С одной стороны — savoir vivre, с другой — толпа, до которой имеет дело этот самый savoir vivre. Как ни прост сей последний, как ни ограниченны его цели, все-таки он знает, чего хочет, и, следовательно, обладает известною дозой решимости. Он тогда только и выходит, когда уже заранее определит и свои собственные позиции, и точку, в которую предстоит ему целиться. Совсем другой вид представляет толпа; как ни предполагайте ее проницательною, она уже по тому одному не в силах ничего предпринять, что не знает, откуда и какого рода камень будет в нее брошен. Она может выделять из себя великих и гениальных людей, она может совершать чудеса самопожертвования и доблести, но против неожиданностей и расставляемых ловушек ничего сделать не в состоянии.

На этом-то именно и основан весь расчет так называемого savoir vivre, и вот этот-то именно расчет и поняли в совершенстве так называемые соломенные головы.

Когда мы дойдем до той степени естественности и простоты взглядов, что, встречаясь на улицах, будем говорить друг другу:

— Поздравь меня, душенька! я только что, сию минуту, у Доминика пирог с прилавка благополучно стащил!

— Эка невидаль! А я вчера тридцать тысяч украл — и то никто не приметил!

Когда, говорю я, мы достигнем такого свободомыслия, что перестанем отличать свои карманы от чужих — тогда настанет для нас тот блаженный период, в котором нет ни правых, ни виноватых, ни злых, ни добрых, ни дурных, ни красивых, а существуют одни умелые люди.

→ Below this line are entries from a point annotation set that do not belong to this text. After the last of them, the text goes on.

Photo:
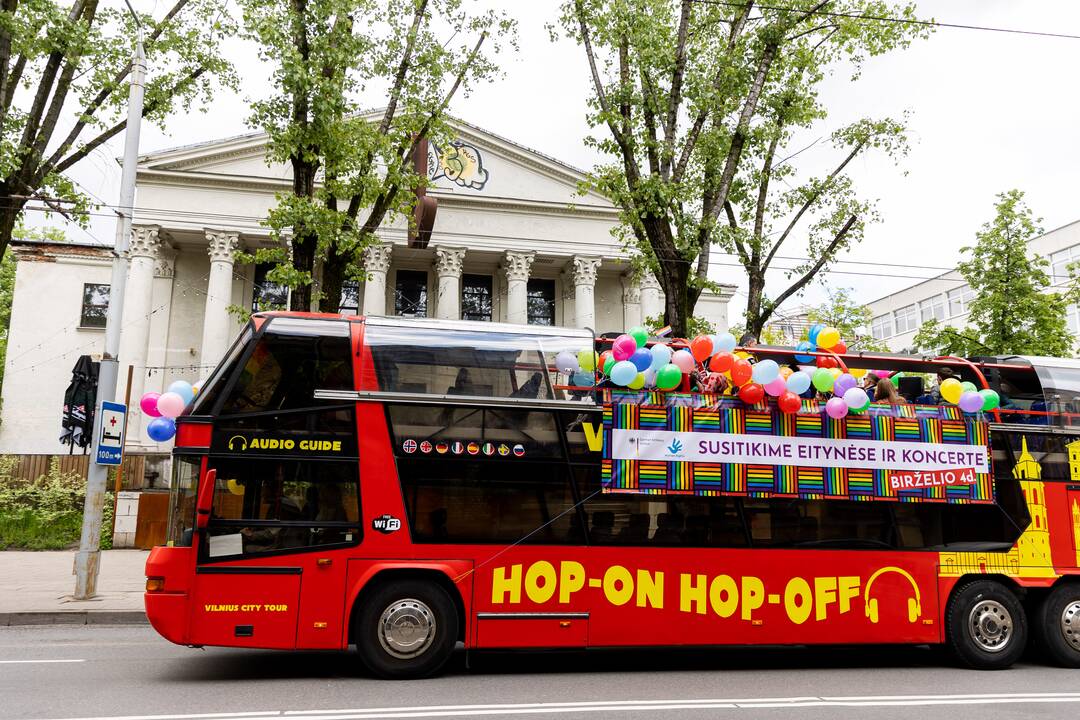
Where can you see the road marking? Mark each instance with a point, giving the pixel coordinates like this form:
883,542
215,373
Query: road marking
621,706
27,662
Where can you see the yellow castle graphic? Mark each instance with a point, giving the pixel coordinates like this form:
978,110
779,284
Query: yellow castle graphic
1030,556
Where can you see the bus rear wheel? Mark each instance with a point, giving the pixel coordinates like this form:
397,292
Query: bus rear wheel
985,625
1057,624
406,628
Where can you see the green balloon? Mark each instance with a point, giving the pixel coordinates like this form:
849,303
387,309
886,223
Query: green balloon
823,379
669,376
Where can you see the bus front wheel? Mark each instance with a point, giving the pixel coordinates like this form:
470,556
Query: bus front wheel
1057,624
406,628
985,625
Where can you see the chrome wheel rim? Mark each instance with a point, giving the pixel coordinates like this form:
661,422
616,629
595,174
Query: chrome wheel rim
990,625
1070,625
406,628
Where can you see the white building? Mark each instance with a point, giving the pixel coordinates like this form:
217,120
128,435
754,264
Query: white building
899,316
513,241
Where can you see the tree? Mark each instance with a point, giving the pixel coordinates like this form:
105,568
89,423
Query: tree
851,318
350,174
1014,311
64,73
699,103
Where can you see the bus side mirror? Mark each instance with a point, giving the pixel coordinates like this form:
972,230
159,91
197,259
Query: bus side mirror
205,499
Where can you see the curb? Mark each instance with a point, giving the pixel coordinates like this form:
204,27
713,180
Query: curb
73,617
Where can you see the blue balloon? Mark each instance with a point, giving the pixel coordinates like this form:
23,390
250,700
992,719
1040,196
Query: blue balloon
161,430
642,360
623,372
661,355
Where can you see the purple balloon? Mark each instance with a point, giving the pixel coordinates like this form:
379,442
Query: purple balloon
836,408
971,402
844,383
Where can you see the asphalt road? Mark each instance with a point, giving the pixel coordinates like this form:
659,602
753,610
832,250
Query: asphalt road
130,673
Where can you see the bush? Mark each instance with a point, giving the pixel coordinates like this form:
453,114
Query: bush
45,513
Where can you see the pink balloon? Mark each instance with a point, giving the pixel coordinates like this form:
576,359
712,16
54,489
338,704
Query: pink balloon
836,408
777,388
171,405
684,361
149,405
623,348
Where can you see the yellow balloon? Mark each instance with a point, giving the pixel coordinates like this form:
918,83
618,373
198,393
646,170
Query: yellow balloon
828,337
952,390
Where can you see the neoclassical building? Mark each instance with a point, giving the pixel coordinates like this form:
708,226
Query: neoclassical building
513,241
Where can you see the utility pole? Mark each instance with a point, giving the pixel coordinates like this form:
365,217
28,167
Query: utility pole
88,557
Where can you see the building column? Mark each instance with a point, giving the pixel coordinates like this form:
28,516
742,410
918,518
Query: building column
631,300
138,297
517,266
583,269
376,265
651,302
221,248
448,271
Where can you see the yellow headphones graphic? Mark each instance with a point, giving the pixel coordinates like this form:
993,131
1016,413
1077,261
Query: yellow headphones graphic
914,605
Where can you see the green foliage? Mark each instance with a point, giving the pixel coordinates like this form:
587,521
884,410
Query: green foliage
698,105
45,513
1014,311
851,318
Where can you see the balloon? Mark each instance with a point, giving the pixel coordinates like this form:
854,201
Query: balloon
990,399
642,360
183,388
721,362
684,361
725,342
701,348
836,408
777,388
741,371
823,380
669,377
171,405
828,337
149,405
971,402
566,363
855,398
161,430
790,403
623,347
752,393
766,371
798,382
844,383
639,334
661,355
950,390
623,372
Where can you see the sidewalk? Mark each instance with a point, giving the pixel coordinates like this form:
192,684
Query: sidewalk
36,588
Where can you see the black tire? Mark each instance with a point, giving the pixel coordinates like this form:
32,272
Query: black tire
420,634
985,625
1057,624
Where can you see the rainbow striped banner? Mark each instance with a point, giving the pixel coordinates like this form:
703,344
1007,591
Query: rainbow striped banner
916,424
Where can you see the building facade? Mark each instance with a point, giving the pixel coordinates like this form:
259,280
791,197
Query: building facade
513,241
899,316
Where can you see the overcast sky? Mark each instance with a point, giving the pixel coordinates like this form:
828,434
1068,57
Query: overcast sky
988,111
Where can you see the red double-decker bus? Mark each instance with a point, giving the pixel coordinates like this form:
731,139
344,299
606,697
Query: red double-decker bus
406,485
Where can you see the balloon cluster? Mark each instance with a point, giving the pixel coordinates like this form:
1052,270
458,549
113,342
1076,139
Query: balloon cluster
165,407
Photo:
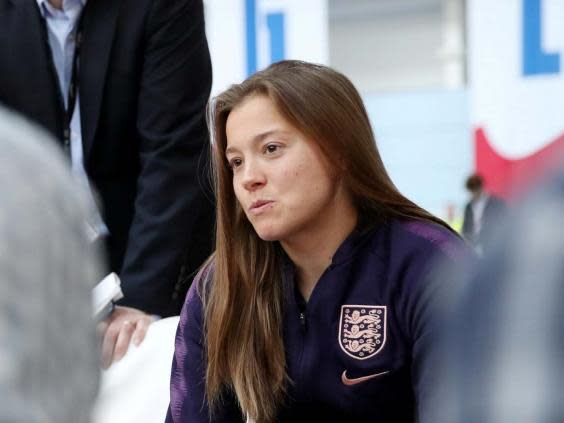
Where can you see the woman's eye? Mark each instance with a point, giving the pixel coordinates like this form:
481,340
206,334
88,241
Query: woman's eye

Я не утверждаю, чтобы мы были очень близки к этой волшебной цели; но достойно замечания, что уже теперь, когда мы находимся еще на половине пути к ней, истинно умными людьми называются только люди умелые. Их одних ценят, одними ими дорожат. Все остальное, не подходящее к этому идеалу, составляет собрание так называемых t?tes creuses,[24] о которых не может быть даже помина, когда идет речь о развернутом фронте разнообразных актов нашего savoir vivre.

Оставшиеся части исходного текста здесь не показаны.